Und, um aufrichtig zu sein, ich rechnete damit zu sterben. Es gab so viele von den verdammten Dingern -so viele, daß sogar Quirin Harlech zu dem Schluß gekommen war, daß Vorsicht der bessere Teil der Tapferkeit war. Wenn der Elf es nicht mit ihnen aufnehmen konnte, wie sollte uns dann Akaku'akanene vor ihnen schützen?

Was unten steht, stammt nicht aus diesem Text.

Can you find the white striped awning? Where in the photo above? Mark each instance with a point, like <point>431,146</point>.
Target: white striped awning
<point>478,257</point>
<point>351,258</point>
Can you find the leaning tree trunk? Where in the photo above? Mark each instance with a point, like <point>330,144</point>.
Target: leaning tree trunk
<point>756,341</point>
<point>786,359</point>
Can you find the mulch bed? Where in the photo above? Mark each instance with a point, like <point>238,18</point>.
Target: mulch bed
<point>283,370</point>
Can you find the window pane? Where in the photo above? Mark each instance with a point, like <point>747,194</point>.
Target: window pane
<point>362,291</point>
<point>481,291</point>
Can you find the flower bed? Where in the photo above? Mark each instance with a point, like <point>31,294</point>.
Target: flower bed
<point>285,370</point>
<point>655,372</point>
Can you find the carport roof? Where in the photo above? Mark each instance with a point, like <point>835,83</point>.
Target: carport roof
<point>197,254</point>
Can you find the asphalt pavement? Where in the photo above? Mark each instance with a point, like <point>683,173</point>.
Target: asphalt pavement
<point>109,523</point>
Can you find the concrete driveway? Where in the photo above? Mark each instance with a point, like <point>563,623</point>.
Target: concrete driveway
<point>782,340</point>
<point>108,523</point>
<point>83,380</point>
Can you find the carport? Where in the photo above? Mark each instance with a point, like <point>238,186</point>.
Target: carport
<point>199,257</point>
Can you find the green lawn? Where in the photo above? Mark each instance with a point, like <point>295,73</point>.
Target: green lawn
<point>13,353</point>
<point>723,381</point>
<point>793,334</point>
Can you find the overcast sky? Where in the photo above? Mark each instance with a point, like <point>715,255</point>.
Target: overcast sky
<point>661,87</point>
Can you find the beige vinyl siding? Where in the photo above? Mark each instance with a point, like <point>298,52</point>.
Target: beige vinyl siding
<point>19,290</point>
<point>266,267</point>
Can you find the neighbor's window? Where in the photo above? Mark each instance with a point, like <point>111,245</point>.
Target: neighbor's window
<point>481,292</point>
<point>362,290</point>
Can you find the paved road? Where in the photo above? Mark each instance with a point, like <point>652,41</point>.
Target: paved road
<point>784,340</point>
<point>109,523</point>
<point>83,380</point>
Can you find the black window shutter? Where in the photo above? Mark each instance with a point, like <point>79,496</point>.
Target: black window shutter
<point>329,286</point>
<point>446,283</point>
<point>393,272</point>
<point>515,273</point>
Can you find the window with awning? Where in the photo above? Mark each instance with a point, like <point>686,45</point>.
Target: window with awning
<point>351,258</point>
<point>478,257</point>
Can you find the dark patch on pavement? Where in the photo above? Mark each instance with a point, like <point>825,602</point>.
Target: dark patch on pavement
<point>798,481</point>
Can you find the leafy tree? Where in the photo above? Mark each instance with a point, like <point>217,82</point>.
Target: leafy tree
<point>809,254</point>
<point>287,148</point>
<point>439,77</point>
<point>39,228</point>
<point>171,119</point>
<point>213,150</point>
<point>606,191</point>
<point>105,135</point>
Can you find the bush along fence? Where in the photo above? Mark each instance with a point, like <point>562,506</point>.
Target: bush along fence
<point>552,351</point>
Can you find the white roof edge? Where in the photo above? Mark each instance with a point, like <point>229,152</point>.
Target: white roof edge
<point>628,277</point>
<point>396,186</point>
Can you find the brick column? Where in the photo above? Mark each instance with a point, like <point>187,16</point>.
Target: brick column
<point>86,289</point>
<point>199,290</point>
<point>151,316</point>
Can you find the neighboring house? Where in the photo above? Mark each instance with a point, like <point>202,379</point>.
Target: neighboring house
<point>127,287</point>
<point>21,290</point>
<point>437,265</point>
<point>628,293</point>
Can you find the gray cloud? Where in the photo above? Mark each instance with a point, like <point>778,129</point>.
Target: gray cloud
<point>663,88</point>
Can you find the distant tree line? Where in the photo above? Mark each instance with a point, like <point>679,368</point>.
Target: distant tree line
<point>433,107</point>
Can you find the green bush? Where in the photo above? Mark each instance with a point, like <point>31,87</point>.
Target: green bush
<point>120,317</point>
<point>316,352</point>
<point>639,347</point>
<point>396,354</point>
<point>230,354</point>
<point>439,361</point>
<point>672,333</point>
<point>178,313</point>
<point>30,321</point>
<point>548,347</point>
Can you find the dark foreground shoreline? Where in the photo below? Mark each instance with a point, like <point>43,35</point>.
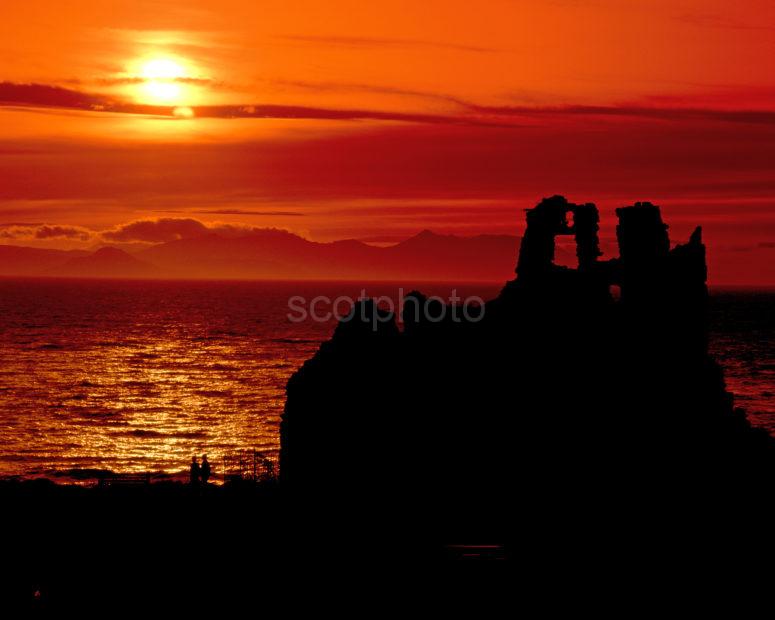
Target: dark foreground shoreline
<point>76,545</point>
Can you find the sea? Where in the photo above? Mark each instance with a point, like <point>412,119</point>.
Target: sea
<point>139,376</point>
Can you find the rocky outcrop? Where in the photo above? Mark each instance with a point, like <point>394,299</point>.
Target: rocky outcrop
<point>562,397</point>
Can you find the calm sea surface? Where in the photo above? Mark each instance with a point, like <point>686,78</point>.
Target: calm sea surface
<point>140,376</point>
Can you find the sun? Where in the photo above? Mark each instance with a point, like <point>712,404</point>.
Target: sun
<point>162,81</point>
<point>162,69</point>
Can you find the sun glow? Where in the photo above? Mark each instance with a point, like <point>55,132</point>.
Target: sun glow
<point>164,81</point>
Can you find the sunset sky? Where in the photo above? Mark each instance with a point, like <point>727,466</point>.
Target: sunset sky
<point>375,120</point>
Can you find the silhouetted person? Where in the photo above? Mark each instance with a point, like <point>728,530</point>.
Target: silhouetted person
<point>195,472</point>
<point>205,470</point>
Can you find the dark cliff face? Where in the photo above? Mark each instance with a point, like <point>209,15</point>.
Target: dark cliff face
<point>561,393</point>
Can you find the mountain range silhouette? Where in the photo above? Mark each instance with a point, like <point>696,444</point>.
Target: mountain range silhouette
<point>276,254</point>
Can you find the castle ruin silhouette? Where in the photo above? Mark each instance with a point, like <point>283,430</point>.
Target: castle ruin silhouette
<point>563,400</point>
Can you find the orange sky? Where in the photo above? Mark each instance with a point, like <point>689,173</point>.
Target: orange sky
<point>376,120</point>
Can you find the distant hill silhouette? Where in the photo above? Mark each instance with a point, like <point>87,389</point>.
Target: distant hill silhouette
<point>21,261</point>
<point>106,262</point>
<point>276,254</point>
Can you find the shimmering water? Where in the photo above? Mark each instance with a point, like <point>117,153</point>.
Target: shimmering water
<point>140,376</point>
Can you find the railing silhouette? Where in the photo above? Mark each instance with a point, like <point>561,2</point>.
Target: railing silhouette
<point>249,465</point>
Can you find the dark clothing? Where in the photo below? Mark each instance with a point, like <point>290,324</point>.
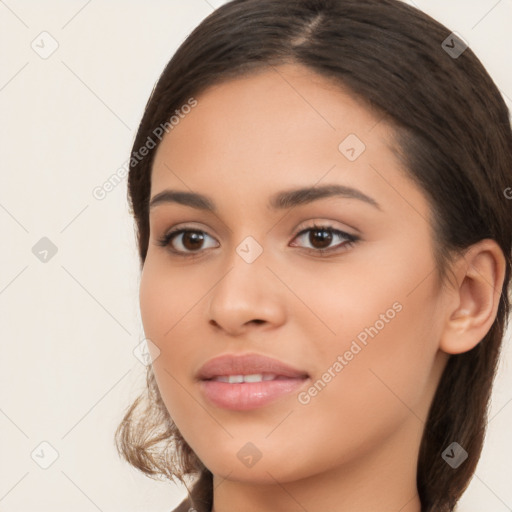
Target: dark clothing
<point>200,498</point>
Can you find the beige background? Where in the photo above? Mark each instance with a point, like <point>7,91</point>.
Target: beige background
<point>69,325</point>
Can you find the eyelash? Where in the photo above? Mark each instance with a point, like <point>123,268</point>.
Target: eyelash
<point>351,240</point>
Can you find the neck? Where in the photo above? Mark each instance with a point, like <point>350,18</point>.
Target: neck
<point>383,479</point>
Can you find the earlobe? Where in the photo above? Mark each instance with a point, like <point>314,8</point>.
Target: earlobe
<point>480,275</point>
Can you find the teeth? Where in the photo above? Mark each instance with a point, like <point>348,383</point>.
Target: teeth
<point>237,379</point>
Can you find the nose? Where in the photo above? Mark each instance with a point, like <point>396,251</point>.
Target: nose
<point>248,295</point>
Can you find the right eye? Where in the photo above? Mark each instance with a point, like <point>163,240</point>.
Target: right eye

Doch sie kamen nicht. Sie wirbelten immer noch dort in der Luft herum, wo der Elf gestanden hatte, als suchten sie nach ihm. Ich sah mich um. Kein Geist achtete auf uns - kein einziger. Und, Drek, damit war meine letzte Ausflucht dahin.

Plötzlich lachte ich. Auf dem Rollfeld auf Oahu hatte Quinn Harlech zu mir gesagt, er könne Dinge vollbringen, zu denen ich nie in der Lage sein würde, nicht? Dinge, ohne die ich niemals Erfolg haben konnte? Tja, das hatte er gerade bewiesen, oder? Er hatte die Geister abgezogen, die zwischen mir und meinem Ziel standen...

Bevor ich es mir anders überlegen konnte, umklammerte ich mein Sturmgewehr fester und machte Anstalten, den Geröllhang zu den Tänzern hinunterzulaufen.